Like specially that part: You give me a reason to write Behind is a life that was written for me A reflection of what I wanted to be I never thought you could even exist Hit me like water on rocks A melting pot of all that is good Nothing left to question When my mind is next to yours ;) |
a melting pot of all thats good nothing left to question when my mind is next to yours... thats the part i liked as well :)
|
Meh. I just can't get into it.
It seems to be just words. I see no feeling behind it. Sorry. |
seems like more of a poem to me too...nice work though.
|
It is a poem. I think it is one of my best. I manage to avoid cliches and stupid rhymes. I also keep a theme throughout but is not to blunt and obvious.
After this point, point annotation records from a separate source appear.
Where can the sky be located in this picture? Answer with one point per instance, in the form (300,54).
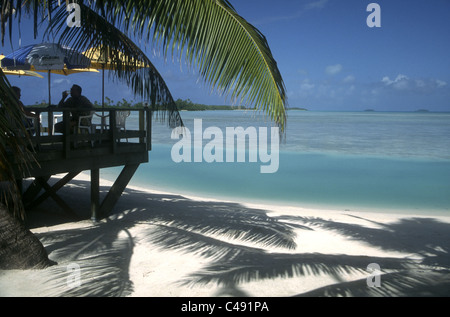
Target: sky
(328,56)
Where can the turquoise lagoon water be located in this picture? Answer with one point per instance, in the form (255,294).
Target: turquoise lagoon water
(335,160)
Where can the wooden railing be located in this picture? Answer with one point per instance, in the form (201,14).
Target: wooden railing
(104,129)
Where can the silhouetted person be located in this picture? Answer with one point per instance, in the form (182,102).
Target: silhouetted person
(27,122)
(76,101)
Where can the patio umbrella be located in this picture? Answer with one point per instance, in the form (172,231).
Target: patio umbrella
(19,72)
(46,57)
(100,58)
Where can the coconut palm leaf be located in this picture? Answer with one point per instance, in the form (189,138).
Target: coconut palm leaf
(411,283)
(231,55)
(14,139)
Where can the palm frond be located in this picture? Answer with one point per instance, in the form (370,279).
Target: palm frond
(253,265)
(412,283)
(96,31)
(232,56)
(14,154)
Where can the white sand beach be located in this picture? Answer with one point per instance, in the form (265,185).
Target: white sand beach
(158,244)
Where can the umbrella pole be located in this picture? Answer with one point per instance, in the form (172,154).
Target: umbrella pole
(103,97)
(50,113)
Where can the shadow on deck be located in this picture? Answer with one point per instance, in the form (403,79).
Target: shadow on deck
(103,145)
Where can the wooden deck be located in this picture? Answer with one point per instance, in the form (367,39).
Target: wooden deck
(72,152)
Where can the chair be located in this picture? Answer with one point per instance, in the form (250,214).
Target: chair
(31,128)
(85,124)
(121,118)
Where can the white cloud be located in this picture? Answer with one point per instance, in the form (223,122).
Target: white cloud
(318,4)
(349,79)
(440,83)
(61,81)
(334,69)
(403,82)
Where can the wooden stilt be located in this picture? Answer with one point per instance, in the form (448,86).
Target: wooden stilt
(43,180)
(116,190)
(57,199)
(95,193)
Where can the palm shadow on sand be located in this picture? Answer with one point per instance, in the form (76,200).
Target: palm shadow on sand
(235,239)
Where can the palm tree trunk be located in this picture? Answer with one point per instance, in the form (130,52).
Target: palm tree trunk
(19,248)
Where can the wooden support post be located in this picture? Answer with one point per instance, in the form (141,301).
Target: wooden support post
(95,193)
(57,199)
(113,128)
(117,189)
(149,130)
(32,191)
(66,127)
(51,191)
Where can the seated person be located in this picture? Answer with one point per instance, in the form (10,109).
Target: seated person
(76,101)
(27,122)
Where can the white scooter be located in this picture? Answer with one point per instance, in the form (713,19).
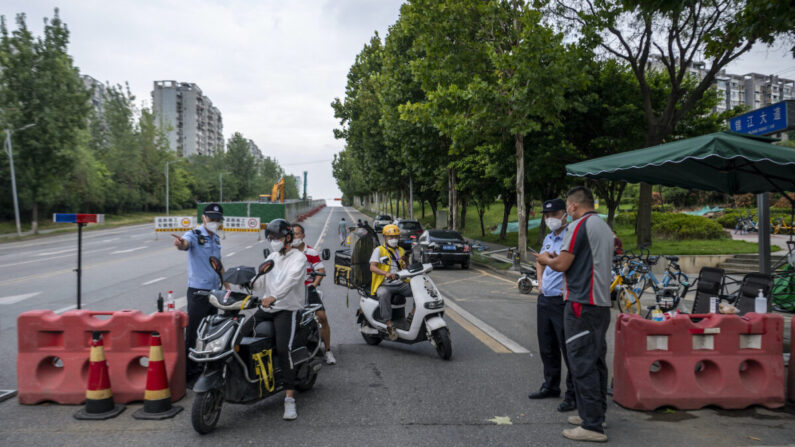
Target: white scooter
(427,324)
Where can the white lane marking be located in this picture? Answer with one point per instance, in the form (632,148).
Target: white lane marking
(54,257)
(516,348)
(325,227)
(17,298)
(49,253)
(118,252)
(64,309)
(179,303)
(153,281)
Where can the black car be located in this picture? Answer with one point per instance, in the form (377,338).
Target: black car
(410,230)
(441,247)
(381,221)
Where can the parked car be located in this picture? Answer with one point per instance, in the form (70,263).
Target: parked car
(442,247)
(410,230)
(381,221)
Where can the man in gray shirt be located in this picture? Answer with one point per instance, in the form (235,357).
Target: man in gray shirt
(586,257)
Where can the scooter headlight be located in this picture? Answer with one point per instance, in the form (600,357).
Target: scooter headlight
(217,345)
(433,305)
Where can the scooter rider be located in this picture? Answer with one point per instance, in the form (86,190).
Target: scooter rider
(387,259)
(283,300)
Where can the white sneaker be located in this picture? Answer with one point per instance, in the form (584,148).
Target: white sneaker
(289,409)
(576,420)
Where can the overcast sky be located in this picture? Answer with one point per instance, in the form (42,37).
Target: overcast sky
(271,67)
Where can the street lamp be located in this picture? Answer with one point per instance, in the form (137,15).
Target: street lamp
(8,150)
(221,181)
(168,163)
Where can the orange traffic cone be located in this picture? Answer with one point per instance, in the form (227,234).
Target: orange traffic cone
(157,397)
(99,398)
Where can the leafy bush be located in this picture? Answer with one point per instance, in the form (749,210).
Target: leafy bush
(685,226)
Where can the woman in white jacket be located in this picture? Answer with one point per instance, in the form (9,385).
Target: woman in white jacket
(283,300)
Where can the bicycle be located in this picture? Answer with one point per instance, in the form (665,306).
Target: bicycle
(628,300)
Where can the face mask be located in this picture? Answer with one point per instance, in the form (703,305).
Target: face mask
(554,223)
(277,245)
(212,227)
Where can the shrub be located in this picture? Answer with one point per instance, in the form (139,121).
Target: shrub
(685,226)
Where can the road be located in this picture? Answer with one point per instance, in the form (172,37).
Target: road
(376,395)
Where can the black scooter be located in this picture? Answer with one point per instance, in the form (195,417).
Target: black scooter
(239,355)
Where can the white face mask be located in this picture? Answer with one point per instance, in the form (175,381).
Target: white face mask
(212,227)
(554,224)
(277,245)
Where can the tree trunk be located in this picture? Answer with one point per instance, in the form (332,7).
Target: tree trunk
(507,203)
(463,214)
(34,224)
(643,223)
(521,208)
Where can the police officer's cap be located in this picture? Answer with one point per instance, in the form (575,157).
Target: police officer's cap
(552,205)
(214,211)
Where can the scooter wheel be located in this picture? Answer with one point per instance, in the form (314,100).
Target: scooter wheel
(525,286)
(444,346)
(206,411)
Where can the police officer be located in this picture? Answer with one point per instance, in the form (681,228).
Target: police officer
(549,310)
(200,244)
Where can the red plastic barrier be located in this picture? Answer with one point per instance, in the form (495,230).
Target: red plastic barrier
(723,360)
(52,357)
(791,360)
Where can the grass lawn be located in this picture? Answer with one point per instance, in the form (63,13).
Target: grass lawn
(111,221)
(493,218)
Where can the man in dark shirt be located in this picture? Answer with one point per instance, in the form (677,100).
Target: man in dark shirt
(586,257)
I think I finally got a couple of decent metaphors into this one.
Dang writing good poems/songs is hard... |
Quote:
|
Quote:
|
i liked this one better than the last one you posted :)
|
This one is better. lol
|
Quote:
ah, my bad..i thought you had said it was a song. and yes, writing good poems/songs is hard. |
All times are GMT -4. The time now is 11:43 AM. |
Powered by vBulletin Version 3.5.2
Copyright ©2000 - 2024, Jelsoft Enterprises Ltd.
Copyright © 2004 Steve Caponetto. All Rights Reserved.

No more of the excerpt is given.